Er erwähnt auch den seit Jahren anhaltenden zunehmenden wirtschaftlichen und politischen Druck des Westens auf das Land und die Tatsache, dass die Nato immer näher an die russische Grenze heranrückt.
Argumente der Ukraine
Die Ukraine ist ein in den Grenzen von 1991 völkerrechtlich anerkannter Staat. Auch Russland hatte diese Grenzen anerkannt. Der Donbass und die Krim gehören also nach internationalem Recht zur Ukraine. Wieso soll sich also die ukrainische Regierung bereit erklären, den Donbass und die Krim herzugeben? Im Westen hat man nicht zu Unrecht viel Verständnis für die ukrainische Haltung, die besagt: Der Krieg ist erst zu Ende, wenn der letzte russische Soldat die Ukraine verlassen hat.
Zudem: Die Ukraine erlebt noch immer eine riesige Solidaritätswelle. In den nächsten Tagen, Wochen und Monaten wird das Land zusätzliche grosse Mengen modernster Waffen wie Panzer und Flugabwehrsysteme erhalten. Kiew bereitet sich auf eine grossangelegte Gegenoffensive vor. Die russische Armee wirkt zunehmend unstabil. Putins Auftritte zeigen, dass er nervös ist. Unter diesen Voraussetzungen wird die Ukraine nicht zu Landkompromissen bereit sein. Man gibt einen Krieg nicht auf, wenn die Chance gross ist, dass man den Gegner zurückdrängen und den Krieg sogar gewinnen kann.
- Donbass
Vor dem jetzigen Krieg waren in den «Volksrepubliken» Donezk und Luhansk knapp 40 Prozent der Bevölkerung russisch-stämmig. Das heisst nicht, dass sie Pro-Putin und Pro-Russland sind. Bei der Volksabstimmung am 1. Dezember 1991 (nach dem Kollaps der Sowjetunion) hatten in Donezk und Luhansk je 84 Prozent der Stimmenden für die Unabhängigkeit der Ukraine gestimmt. Viele Ostukrainer sind inzwischen wegen der Kämpfe, der Kriegsverbrechen und der Zerstörungen in den Westen geflohen (nur wenige nach Russland). Es ist anzunehmen, dass wegen des brutalen Kriegs, den Putin begann, viele Bewohner und Bewohnerinnen des Donbass lieber zur westlich orientierten Ukraine als zu Russland gehören wollen. Putin kann also keinesfalls damit rechnen, dass eine international überwachte Volksabstimmung im Donbass zu seinen Gunsten ausfällt.
- Krim
Auf der Halbinsel Krim, die Chruschtschow 1954 der Ukraine schenkte, besteht die Bevölkerung heute aus knapp 60 Prozent Russisch-Stämmigen. Doch Indizien deuten darauf hin, dass ein grosser Teil von ihnen lieber zur westlich orientierten Ukraine gehören möchte – einer Ukraine, die ihnen ein besseres Leben verspricht. Zwar haben sich in einer Volksabstimmung am 16. März 2014 – nach der russischen Annexion der Krim – offiziell 95,5 Prozent der Stimmenden für den Anschluss an Russland ausgesprochen. Doch die Abstimmung gilt als reine Farce. Offenbar wurde der grosse Teil der Stimmen gar nicht ausgezählt. Unabhängige Wahlbeobachter gab es nicht. Die Stimmbeteiligung habe bei 82 Prozent gelegen, obwohl viele Stimmlokale am Abstimmungstag fast leer waren.
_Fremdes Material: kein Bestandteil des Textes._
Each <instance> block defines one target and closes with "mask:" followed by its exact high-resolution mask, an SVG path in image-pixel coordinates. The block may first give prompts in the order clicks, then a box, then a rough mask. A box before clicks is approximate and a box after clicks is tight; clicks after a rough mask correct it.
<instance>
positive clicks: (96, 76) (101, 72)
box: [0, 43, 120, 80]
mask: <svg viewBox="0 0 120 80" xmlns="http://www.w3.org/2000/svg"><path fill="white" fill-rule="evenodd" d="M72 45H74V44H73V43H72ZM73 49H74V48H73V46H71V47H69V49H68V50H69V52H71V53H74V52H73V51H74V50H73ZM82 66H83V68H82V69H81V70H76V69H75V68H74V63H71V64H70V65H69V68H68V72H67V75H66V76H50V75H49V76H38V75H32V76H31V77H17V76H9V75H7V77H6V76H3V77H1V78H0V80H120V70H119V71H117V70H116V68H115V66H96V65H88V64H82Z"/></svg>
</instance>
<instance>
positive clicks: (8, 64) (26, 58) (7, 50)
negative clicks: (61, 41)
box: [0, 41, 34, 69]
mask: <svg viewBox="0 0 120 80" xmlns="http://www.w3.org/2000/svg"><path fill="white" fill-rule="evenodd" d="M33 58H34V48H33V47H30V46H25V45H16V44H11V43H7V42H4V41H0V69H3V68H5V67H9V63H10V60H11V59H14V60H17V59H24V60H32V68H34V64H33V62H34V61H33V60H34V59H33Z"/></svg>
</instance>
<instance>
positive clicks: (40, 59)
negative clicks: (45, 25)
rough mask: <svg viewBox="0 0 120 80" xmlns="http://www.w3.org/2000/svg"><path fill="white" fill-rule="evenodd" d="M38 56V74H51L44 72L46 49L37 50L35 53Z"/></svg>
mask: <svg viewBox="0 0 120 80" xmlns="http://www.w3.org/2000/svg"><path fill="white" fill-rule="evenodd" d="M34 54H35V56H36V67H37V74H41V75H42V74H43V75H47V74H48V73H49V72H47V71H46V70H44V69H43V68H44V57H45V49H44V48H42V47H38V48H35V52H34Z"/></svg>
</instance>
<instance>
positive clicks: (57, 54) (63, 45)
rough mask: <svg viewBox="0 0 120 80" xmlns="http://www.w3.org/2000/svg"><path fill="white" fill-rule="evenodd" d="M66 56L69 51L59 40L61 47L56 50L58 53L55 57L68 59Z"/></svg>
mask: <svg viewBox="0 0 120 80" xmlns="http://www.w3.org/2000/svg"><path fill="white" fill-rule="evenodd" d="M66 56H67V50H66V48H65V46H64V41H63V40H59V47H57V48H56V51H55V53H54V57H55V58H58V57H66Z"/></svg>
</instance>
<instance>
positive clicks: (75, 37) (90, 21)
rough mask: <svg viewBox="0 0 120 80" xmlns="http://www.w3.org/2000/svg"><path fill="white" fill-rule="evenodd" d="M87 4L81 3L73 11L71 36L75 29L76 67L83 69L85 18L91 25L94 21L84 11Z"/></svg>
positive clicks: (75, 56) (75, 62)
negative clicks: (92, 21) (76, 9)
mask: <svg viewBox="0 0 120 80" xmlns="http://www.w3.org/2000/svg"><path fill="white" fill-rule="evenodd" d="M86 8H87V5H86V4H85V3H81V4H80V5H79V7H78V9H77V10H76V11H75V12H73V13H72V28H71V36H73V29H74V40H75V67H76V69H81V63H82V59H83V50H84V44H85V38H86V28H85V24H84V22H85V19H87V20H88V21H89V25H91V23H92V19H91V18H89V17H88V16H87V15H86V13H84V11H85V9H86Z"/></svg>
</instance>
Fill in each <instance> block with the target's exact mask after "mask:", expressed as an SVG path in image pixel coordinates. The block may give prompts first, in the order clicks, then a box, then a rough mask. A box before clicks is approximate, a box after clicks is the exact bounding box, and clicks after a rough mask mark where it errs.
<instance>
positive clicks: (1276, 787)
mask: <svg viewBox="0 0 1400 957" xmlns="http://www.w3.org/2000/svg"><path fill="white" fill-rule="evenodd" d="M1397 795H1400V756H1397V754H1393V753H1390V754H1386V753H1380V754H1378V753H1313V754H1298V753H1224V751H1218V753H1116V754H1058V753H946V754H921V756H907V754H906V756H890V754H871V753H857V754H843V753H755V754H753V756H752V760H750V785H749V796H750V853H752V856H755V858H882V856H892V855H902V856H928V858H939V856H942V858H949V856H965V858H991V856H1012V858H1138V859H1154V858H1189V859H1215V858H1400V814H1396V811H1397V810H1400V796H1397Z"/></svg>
Wichtiger als die Abstimmung am 16. März 2014 war jene am 1. Dezember 1991. Damals hatten auf der Krim gut 54 Prozent der Stimmenden für die Unabhängigkeit der Ukraine (inklusive Krim) gestimmt. In Sewastopol waren es 57 Prozent. Auch hier gilt: Der von Putin vom Zaun gebrochene Krieg mit seinen Brutalitäten und Menschenrechtsverletzungen könnte viele Krim-Bewohner und -Bewohnerinnen abschrecken, sich Russland zuzuwenden.
Aus diesen Gründen wird sich Putin wohl davor hüten, im Donbass und auf der Krim international überwachte Volksabstimmungen durchführen zu lassen. Die Möglichkeit, dass er sie verliert, ist riesig.
Argumente Russlands
Andererseits besteht – zurzeit – auch nicht die Hoffnung, dass Putin zurückkrebst. Er ist zu weit gegangen, er kann nicht nachgeben. Sonst würde er sein Gesicht (und seine Macht?) verlieren.
Putin ist fest der Ansicht, die Ukraine gehöre zum «historischen Russland», zur «heiligen russischen Erde». Die Ukraine und Russland hätten eine gemeinsame tausendjährige Geschichte. Die USA und der übrige Westen setzten alles daran, die Ukraine auf die westliche Seite zu ziehen, um damit Russland als (einst) geopolitische Macht zu schwächen. Putin sieht sich von Feinden umzingelt.
Zwei imperiale Wünsche
«In Wirklichkeit geht es in der Ukraine um zwei imperiale Wünsche», schreibt Morin. «Die eine Seite (Putin) will ihre Herrschaft über die slawische Welt bewahren und sich vor einem von den USA beeinflussten Nachbarland schützen.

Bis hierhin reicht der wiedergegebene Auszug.